The indoor environment is an inherently complex system. There’s the building itself, of course. The design, materials, systems, and so much more come together to create a home, office, retail space, hospital, school, and so on. Then, the occupants bring in all their things. As they settle in, their activities come into play as well. Also contributing is the way the building is operated – temperature and humidity settings, ventilation, and maintenance, to name just a few.
So, what happens when something goes wrong – when there’s a flood, fire, or structural damage? That’s where the remediation and restoration processes come in. Damaged materials are removed, replacement materials are put in place, cleaning is performed, and the space is restored to pre-damage condition. That’s the ideal outcome. It seems pretty straight-forward, but you’ve likely experienced your fair share of projects where it wasn’t quite that simple.
So, how do things go sideways? With such a complex system, it’s inevitable that unintended consequences will occur. These could range from unpleasant odors to negative health effects to secondary issues to something completely unexpected. How these consequences are addressed makes all the difference between a satisfied customer and an unhappy one.
This is probably the most common problem, and it may have nothing to do with the quality of your work. Odors occur in an array of different situations.
It may be nothing more than new materials off-gassing at a high rate. All new materials off-gas, meaning chemicals from the manufacturing and/or packaging process are emitted from the surface of the material. New materials have been minimally exposed to air, so the surface is “fresh.” Think of a piece of pine 2x4 that’s been sitting around for a year; it doesn’t have much odor, but if you cut off the end suddenly the pine smell is much stronger. This is what is happening with all the new materials in the building (and many of the older materials as well) and the additive effect can be overwhelming, especially if the ventilation is minimal.
Interactions among materials, activities, or conditions are also quite common. For example, let’s say the remediation included replacement and subsequent painting of a large section of drywall. There’s a strong odor and ozone generators are brought in to get rid of that odor, however, after the treatment there is a different but still unpleasant odor. Ozone can affect the structure of the paint itself, breaking the bonds that bind the paint together. It won’t look any different but the smaller chemicals that are generated by this process, typically an array of acids and aldehydes, cause a really unpleasant odor. This is sometimes referred to as “sour paint.” Unfortunately, there’s very little that can be done to address this problem. Sealers are helpful but may not be sufficient to prevent the odor from leaking through light fixtures and electrical sockets from the back side of the drywall.

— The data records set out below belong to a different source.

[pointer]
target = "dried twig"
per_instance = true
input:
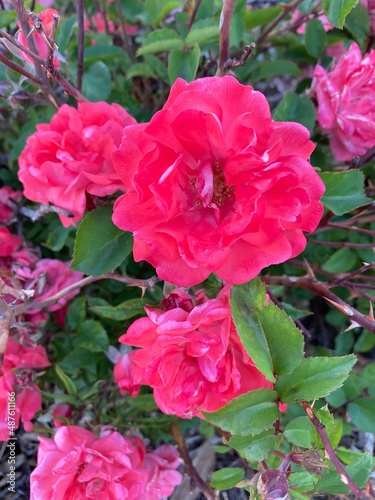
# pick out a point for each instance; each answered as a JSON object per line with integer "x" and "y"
{"x": 189, "y": 467}
{"x": 345, "y": 478}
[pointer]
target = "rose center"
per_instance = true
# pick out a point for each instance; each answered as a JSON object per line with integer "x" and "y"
{"x": 221, "y": 193}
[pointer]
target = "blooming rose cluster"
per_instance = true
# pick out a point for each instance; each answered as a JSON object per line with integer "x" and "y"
{"x": 190, "y": 354}
{"x": 76, "y": 465}
{"x": 69, "y": 160}
{"x": 17, "y": 375}
{"x": 213, "y": 184}
{"x": 346, "y": 103}
{"x": 46, "y": 18}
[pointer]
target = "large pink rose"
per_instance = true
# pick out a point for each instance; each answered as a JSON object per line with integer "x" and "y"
{"x": 47, "y": 21}
{"x": 17, "y": 376}
{"x": 71, "y": 158}
{"x": 76, "y": 465}
{"x": 192, "y": 357}
{"x": 215, "y": 185}
{"x": 346, "y": 103}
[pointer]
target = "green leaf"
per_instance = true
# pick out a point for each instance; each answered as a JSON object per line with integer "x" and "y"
{"x": 183, "y": 63}
{"x": 250, "y": 413}
{"x": 337, "y": 10}
{"x": 96, "y": 84}
{"x": 299, "y": 432}
{"x": 76, "y": 313}
{"x": 66, "y": 380}
{"x": 344, "y": 191}
{"x": 224, "y": 479}
{"x": 362, "y": 413}
{"x": 121, "y": 312}
{"x": 140, "y": 69}
{"x": 100, "y": 246}
{"x": 203, "y": 31}
{"x": 254, "y": 448}
{"x": 7, "y": 17}
{"x": 259, "y": 17}
{"x": 315, "y": 38}
{"x": 103, "y": 53}
{"x": 92, "y": 336}
{"x": 65, "y": 32}
{"x": 358, "y": 23}
{"x": 314, "y": 378}
{"x": 267, "y": 333}
{"x": 162, "y": 40}
{"x": 331, "y": 483}
{"x": 79, "y": 358}
{"x": 296, "y": 108}
{"x": 268, "y": 69}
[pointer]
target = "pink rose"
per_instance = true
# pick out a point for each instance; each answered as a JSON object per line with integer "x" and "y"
{"x": 62, "y": 410}
{"x": 126, "y": 374}
{"x": 8, "y": 198}
{"x": 48, "y": 277}
{"x": 346, "y": 103}
{"x": 215, "y": 185}
{"x": 47, "y": 21}
{"x": 77, "y": 465}
{"x": 70, "y": 159}
{"x": 17, "y": 375}
{"x": 9, "y": 242}
{"x": 161, "y": 465}
{"x": 194, "y": 360}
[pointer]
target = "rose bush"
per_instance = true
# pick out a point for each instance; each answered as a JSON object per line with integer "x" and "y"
{"x": 191, "y": 356}
{"x": 215, "y": 185}
{"x": 46, "y": 17}
{"x": 77, "y": 465}
{"x": 17, "y": 375}
{"x": 346, "y": 103}
{"x": 70, "y": 159}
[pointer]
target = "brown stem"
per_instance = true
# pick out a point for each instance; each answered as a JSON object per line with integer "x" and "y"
{"x": 272, "y": 26}
{"x": 19, "y": 69}
{"x": 22, "y": 15}
{"x": 340, "y": 244}
{"x": 225, "y": 20}
{"x": 42, "y": 304}
{"x": 124, "y": 36}
{"x": 81, "y": 42}
{"x": 189, "y": 467}
{"x": 194, "y": 13}
{"x": 322, "y": 290}
{"x": 345, "y": 478}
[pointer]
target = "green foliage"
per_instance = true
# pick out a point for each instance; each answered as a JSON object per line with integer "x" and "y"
{"x": 338, "y": 11}
{"x": 344, "y": 191}
{"x": 100, "y": 246}
{"x": 296, "y": 108}
{"x": 267, "y": 333}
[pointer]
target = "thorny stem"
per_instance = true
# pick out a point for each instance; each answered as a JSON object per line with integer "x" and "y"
{"x": 81, "y": 42}
{"x": 189, "y": 467}
{"x": 19, "y": 69}
{"x": 124, "y": 36}
{"x": 312, "y": 284}
{"x": 272, "y": 26}
{"x": 68, "y": 87}
{"x": 225, "y": 20}
{"x": 23, "y": 308}
{"x": 22, "y": 15}
{"x": 345, "y": 478}
{"x": 194, "y": 13}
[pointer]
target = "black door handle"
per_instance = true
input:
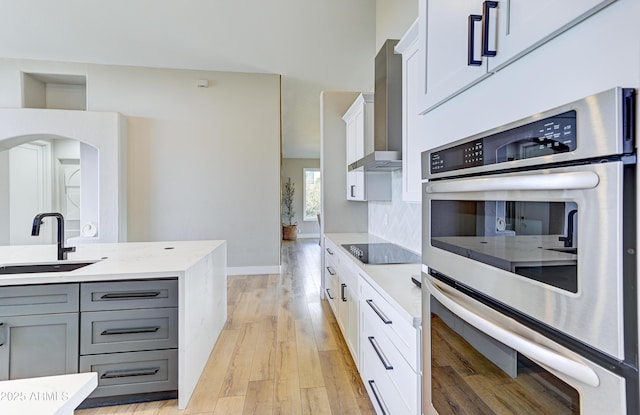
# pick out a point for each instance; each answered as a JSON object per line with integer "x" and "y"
{"x": 485, "y": 27}
{"x": 471, "y": 60}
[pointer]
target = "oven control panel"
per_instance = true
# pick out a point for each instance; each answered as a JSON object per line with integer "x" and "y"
{"x": 548, "y": 136}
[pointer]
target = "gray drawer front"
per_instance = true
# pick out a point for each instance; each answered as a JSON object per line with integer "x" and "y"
{"x": 128, "y": 330}
{"x": 39, "y": 299}
{"x": 132, "y": 373}
{"x": 122, "y": 295}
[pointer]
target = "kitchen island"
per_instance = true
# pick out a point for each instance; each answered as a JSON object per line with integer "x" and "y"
{"x": 198, "y": 268}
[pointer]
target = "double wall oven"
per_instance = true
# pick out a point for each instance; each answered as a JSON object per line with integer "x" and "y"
{"x": 529, "y": 265}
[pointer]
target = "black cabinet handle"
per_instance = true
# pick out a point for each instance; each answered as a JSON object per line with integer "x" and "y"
{"x": 136, "y": 330}
{"x": 124, "y": 296}
{"x": 485, "y": 27}
{"x": 471, "y": 60}
{"x": 113, "y": 374}
{"x": 379, "y": 312}
{"x": 381, "y": 355}
{"x": 376, "y": 395}
{"x": 329, "y": 294}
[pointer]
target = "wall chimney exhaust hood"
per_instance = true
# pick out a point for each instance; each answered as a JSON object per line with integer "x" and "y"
{"x": 387, "y": 115}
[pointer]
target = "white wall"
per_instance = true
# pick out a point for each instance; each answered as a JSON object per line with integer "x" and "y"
{"x": 393, "y": 19}
{"x": 4, "y": 201}
{"x": 203, "y": 163}
{"x": 293, "y": 168}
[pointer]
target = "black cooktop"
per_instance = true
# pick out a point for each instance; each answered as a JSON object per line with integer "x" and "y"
{"x": 382, "y": 253}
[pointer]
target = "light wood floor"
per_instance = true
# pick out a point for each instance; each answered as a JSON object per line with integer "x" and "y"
{"x": 280, "y": 352}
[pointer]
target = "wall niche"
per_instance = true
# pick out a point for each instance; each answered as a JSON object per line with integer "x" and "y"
{"x": 54, "y": 91}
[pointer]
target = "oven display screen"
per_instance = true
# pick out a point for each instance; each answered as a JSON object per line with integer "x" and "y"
{"x": 552, "y": 135}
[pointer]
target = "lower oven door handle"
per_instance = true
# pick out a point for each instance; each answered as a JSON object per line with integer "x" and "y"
{"x": 554, "y": 181}
{"x": 534, "y": 351}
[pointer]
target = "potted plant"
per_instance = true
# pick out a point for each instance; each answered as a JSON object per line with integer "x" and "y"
{"x": 290, "y": 229}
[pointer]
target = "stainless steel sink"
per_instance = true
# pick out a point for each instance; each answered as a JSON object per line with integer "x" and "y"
{"x": 565, "y": 250}
{"x": 34, "y": 268}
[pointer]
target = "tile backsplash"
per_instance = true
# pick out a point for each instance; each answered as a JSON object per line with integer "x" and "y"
{"x": 397, "y": 221}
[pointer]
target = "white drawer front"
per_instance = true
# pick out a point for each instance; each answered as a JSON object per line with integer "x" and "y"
{"x": 388, "y": 321}
{"x": 397, "y": 383}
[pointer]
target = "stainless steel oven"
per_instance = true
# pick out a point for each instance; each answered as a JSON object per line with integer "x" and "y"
{"x": 529, "y": 258}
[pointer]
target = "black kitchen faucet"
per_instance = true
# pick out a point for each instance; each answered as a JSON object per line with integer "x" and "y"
{"x": 35, "y": 231}
{"x": 568, "y": 240}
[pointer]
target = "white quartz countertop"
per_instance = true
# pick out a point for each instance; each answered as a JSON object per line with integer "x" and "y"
{"x": 49, "y": 395}
{"x": 393, "y": 280}
{"x": 113, "y": 261}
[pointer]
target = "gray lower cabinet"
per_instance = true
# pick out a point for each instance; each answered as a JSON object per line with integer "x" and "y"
{"x": 38, "y": 345}
{"x": 129, "y": 336}
{"x": 132, "y": 373}
{"x": 38, "y": 330}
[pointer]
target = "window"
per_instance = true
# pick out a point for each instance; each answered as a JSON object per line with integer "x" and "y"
{"x": 311, "y": 190}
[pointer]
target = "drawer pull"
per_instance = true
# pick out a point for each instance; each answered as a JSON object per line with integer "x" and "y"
{"x": 4, "y": 331}
{"x": 329, "y": 294}
{"x": 113, "y": 374}
{"x": 376, "y": 394}
{"x": 379, "y": 312}
{"x": 124, "y": 296}
{"x": 134, "y": 330}
{"x": 381, "y": 355}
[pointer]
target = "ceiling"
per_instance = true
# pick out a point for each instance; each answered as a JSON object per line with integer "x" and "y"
{"x": 314, "y": 45}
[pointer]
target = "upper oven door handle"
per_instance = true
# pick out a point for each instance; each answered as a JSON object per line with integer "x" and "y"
{"x": 530, "y": 348}
{"x": 552, "y": 181}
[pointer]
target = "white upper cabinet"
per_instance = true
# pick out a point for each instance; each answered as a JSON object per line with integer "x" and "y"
{"x": 414, "y": 138}
{"x": 444, "y": 36}
{"x": 467, "y": 40}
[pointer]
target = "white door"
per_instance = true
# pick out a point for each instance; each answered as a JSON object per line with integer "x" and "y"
{"x": 524, "y": 24}
{"x": 445, "y": 35}
{"x": 29, "y": 193}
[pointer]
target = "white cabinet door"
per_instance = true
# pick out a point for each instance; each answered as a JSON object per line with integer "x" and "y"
{"x": 445, "y": 34}
{"x": 451, "y": 33}
{"x": 414, "y": 139}
{"x": 523, "y": 25}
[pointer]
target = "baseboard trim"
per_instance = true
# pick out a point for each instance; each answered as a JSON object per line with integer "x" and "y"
{"x": 308, "y": 235}
{"x": 274, "y": 269}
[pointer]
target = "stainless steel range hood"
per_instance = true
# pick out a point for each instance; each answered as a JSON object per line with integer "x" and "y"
{"x": 387, "y": 107}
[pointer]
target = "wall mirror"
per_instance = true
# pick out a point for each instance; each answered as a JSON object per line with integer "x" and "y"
{"x": 42, "y": 174}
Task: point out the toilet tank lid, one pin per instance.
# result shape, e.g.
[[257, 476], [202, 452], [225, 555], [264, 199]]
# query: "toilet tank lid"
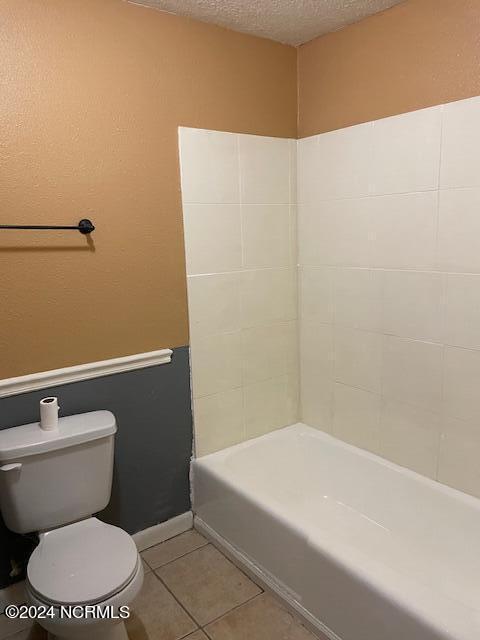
[[30, 439]]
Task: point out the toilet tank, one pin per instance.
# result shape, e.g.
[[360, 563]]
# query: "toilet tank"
[[51, 478]]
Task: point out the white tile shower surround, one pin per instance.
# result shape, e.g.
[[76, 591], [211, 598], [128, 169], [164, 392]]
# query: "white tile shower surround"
[[389, 286], [239, 196]]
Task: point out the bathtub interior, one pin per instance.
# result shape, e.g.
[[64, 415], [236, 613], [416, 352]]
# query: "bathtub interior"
[[399, 532]]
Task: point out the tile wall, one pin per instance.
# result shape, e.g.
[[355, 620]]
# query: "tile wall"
[[389, 288], [238, 195]]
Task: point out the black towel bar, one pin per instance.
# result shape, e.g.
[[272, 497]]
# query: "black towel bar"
[[84, 226]]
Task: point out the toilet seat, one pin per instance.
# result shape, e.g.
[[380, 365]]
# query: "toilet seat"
[[82, 563]]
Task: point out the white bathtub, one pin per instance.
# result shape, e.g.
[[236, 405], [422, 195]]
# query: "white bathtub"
[[369, 550]]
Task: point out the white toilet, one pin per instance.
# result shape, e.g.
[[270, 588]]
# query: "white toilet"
[[52, 482]]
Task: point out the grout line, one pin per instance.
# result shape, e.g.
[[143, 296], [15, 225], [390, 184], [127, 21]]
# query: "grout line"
[[178, 602], [178, 557], [190, 614], [238, 606]]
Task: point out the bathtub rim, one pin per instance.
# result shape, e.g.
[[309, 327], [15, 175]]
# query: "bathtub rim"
[[436, 485]]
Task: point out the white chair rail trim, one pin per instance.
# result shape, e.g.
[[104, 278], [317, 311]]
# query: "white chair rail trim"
[[45, 379]]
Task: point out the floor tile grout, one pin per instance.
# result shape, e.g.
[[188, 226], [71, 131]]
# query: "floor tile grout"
[[237, 606], [177, 558], [177, 601]]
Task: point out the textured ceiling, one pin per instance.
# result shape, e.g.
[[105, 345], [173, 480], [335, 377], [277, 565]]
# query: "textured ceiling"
[[289, 21]]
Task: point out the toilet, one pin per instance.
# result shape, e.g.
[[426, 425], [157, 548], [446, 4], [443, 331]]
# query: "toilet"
[[52, 482]]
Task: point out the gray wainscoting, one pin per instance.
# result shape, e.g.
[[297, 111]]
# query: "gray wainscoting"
[[153, 444]]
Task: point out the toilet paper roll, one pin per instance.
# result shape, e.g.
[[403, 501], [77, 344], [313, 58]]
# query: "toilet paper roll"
[[49, 413]]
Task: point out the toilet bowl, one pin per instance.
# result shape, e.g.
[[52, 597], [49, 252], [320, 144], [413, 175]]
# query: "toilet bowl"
[[84, 576], [83, 571]]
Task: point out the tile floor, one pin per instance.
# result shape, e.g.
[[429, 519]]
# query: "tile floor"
[[192, 592]]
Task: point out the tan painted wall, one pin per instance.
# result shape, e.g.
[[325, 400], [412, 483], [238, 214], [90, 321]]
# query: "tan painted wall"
[[417, 54], [92, 92]]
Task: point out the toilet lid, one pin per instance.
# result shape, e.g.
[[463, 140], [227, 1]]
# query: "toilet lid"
[[84, 562]]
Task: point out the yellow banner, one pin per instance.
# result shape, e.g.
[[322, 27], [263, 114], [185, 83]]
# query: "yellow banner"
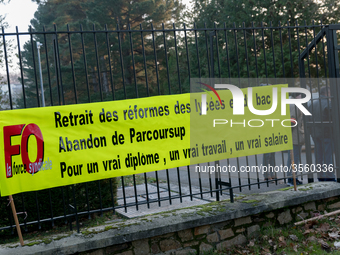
[[62, 145]]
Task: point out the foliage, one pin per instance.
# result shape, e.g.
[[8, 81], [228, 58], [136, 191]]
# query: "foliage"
[[111, 70], [58, 202]]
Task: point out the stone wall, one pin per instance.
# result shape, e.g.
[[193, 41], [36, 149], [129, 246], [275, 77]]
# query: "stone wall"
[[196, 229], [220, 235]]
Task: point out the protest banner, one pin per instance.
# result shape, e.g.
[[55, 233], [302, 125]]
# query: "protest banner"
[[62, 145]]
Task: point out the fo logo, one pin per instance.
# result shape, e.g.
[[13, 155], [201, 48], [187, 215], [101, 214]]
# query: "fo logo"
[[10, 150]]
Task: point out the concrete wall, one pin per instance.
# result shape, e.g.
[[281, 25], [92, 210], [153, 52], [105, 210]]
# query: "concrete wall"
[[196, 229]]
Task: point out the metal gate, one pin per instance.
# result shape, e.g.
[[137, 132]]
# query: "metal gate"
[[331, 81]]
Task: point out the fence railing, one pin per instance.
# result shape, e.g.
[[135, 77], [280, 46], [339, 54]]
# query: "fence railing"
[[93, 65]]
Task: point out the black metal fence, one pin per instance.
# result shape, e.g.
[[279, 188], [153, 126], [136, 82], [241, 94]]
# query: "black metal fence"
[[84, 66]]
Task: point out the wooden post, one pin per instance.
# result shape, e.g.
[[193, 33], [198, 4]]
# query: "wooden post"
[[293, 168], [15, 216]]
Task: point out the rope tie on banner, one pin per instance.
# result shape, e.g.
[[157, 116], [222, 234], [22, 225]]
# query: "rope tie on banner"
[[10, 200]]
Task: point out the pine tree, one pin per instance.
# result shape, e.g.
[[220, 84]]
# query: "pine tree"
[[106, 53]]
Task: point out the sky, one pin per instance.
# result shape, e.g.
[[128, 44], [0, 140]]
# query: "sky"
[[18, 13]]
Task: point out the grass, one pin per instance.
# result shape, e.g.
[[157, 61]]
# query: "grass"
[[139, 179], [62, 230], [312, 238]]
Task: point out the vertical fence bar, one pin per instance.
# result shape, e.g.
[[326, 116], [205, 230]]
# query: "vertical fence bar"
[[144, 58], [72, 65], [97, 61], [110, 64], [133, 62], [7, 68], [166, 59], [48, 67]]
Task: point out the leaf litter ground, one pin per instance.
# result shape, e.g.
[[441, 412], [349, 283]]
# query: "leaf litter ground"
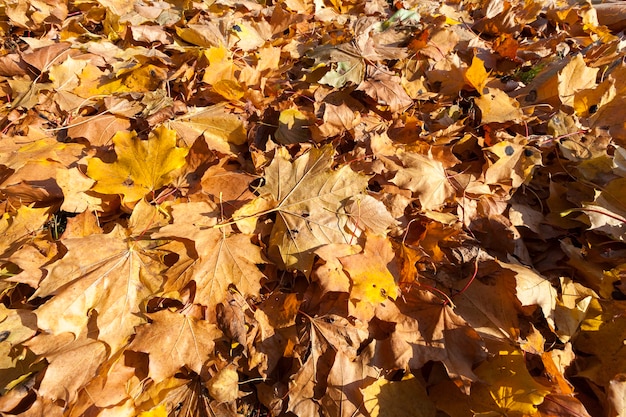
[[312, 208]]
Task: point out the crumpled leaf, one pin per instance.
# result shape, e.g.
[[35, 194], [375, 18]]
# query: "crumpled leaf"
[[497, 107], [220, 129], [425, 176], [222, 257], [173, 340], [309, 199]]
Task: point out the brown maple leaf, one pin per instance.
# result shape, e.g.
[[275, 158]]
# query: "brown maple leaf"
[[173, 340]]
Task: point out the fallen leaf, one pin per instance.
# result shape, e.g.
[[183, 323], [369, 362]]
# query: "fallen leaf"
[[142, 166]]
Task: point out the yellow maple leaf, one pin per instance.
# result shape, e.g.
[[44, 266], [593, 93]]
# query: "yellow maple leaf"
[[476, 75], [142, 166]]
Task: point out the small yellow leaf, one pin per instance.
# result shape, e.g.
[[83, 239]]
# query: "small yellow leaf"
[[497, 107], [221, 65], [230, 90], [224, 387], [476, 75], [159, 411], [371, 280]]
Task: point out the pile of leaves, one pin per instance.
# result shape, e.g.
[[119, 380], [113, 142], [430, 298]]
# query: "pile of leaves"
[[312, 207]]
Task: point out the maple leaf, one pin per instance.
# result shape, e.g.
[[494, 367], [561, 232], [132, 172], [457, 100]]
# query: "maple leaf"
[[20, 227], [387, 91], [426, 330], [142, 166], [173, 340], [220, 129], [108, 286], [308, 197], [223, 257]]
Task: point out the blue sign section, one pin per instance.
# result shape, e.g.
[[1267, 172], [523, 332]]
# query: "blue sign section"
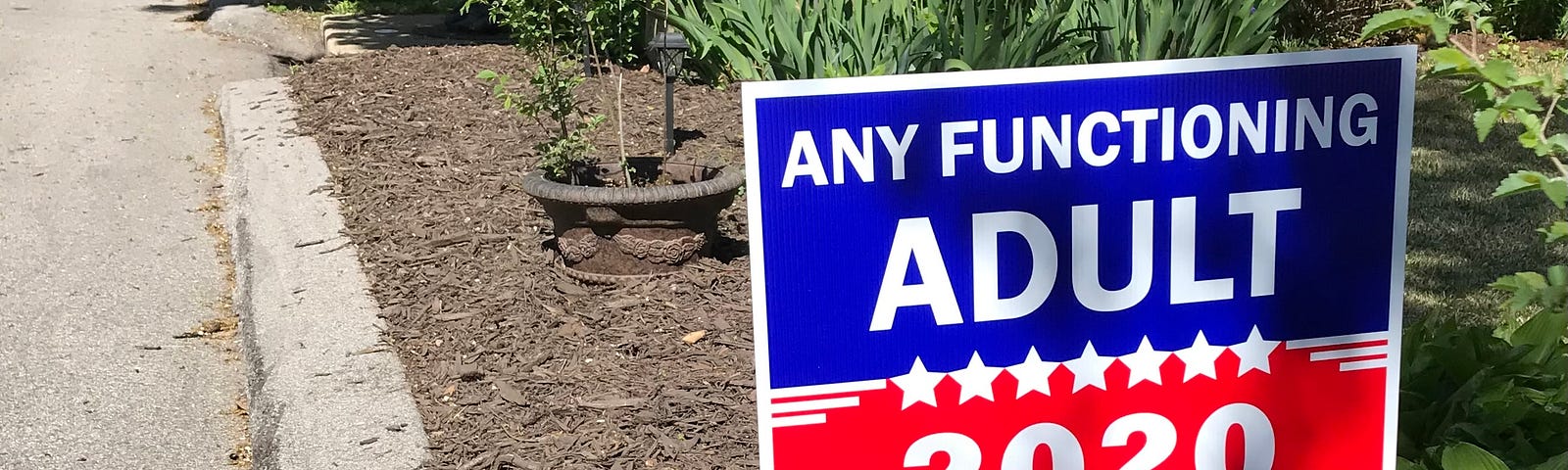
[[1266, 198]]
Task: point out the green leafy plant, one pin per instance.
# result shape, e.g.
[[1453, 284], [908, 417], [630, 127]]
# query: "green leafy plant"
[[780, 39], [1141, 30], [974, 35], [608, 27], [1476, 397], [554, 106], [345, 7]]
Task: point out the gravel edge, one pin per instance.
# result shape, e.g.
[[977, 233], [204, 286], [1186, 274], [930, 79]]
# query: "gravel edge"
[[325, 391]]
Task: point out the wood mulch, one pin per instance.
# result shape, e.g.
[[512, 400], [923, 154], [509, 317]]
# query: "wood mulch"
[[512, 364]]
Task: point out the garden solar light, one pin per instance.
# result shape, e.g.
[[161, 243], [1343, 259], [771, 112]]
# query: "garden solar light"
[[670, 52]]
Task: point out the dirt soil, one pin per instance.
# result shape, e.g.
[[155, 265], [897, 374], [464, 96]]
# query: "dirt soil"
[[512, 364]]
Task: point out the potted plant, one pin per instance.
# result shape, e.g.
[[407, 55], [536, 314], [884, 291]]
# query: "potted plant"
[[613, 219]]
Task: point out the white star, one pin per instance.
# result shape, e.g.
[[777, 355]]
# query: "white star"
[[1253, 352], [1145, 364], [1034, 375], [976, 380], [1090, 368], [1200, 357], [919, 386]]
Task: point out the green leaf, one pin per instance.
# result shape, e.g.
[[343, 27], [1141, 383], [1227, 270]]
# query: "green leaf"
[[1499, 72], [1542, 331], [1486, 119], [1399, 20], [1556, 190], [1556, 462], [1449, 60], [1403, 464], [1468, 456], [1520, 182], [1523, 101], [1556, 231]]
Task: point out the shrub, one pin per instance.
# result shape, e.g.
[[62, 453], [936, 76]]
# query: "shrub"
[[1476, 399], [998, 35], [778, 39], [1329, 23], [1141, 30], [554, 106], [613, 27], [1529, 20]]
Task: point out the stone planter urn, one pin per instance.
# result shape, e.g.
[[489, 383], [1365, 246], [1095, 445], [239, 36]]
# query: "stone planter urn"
[[606, 234]]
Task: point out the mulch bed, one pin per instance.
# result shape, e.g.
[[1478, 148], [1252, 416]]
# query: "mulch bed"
[[512, 364]]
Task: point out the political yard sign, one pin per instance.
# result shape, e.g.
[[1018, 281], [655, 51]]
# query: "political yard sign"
[[1184, 263]]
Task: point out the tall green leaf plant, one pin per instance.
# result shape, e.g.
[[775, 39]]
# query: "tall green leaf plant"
[[1476, 397]]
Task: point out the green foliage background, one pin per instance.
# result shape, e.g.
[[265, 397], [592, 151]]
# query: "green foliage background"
[[612, 28], [1476, 397], [780, 39]]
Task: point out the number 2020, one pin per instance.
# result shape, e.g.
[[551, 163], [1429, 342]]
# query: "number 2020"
[[1159, 443]]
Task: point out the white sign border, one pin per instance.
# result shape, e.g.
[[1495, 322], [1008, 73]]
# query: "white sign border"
[[752, 91]]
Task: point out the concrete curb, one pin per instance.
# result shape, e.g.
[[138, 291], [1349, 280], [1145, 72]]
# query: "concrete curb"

A similar situation occurs with spray foam insulation when the temperature, mixture proportion, flow rate, thickness, or light exposure are outside acceptable parameters. The resulting applied spray foam does not cure properly and often leads to significant odor or health problems. It’s not really feasible to effectively seal spray foam insulation so complete removal is the only option, and since it’s not meant to come out this can be a challenging undertaking.
Negative Health Effects
These can be devastating and sometimes exceptionally difficult to track down, especially if the symptoms are mild at first. I won’t go into a lot of detail regarding possible symptoms; almost any symptom or condition can arise from or be exacerbated by poor indoor environmental quality.
There may simply be too much in the air for the body to handle, this is referred to as the toxic body burden. Again, new materials will add significantly to what’s in the air. And sometimes it’s less the amount than the composition. We’re all familiar with formaldehyde which is present in all wood materials and is especially high in any products with formaldehyde-containing resins. When you add wood flooring, furniture and the wood contained in the building itself it can amount to quite a bit.
Adhesives can be pretty potent as well, especially those containing aromatic or chlorinated solvents. Paints and other coatings are another substantial source. As a side note, low and no-VOC coatings still contain VOCs; there is a technical definition of a VOC that allows for use of “exempt” VOCs in place of more traditional hydrocarbon mixtures.
Secondary issues or effects can be a bit harder to pin down. One of the largest is the ventilation configuration. Whether mechanical (open windows) or a forced air system, the amount of outside “fresh” air will have a major effect on the indoor environment. A very tight building with minimal air turnover that uses the lowest emitting materials possible will likely still have a sizable indoor air problem while a looser building that has higher emitting materials may actually have better indoor air quality.
Another aspect is the general condition or maintenance of the building. The problem area may have been properly remediated but if there are other problems it may appear that the work was incomplete or ineffective.
Every project brings its own unique circumstances and challenges. Having a good understanding of how the various pieces interact will go a long way toward addressing the inevitable problems quickly and effectively.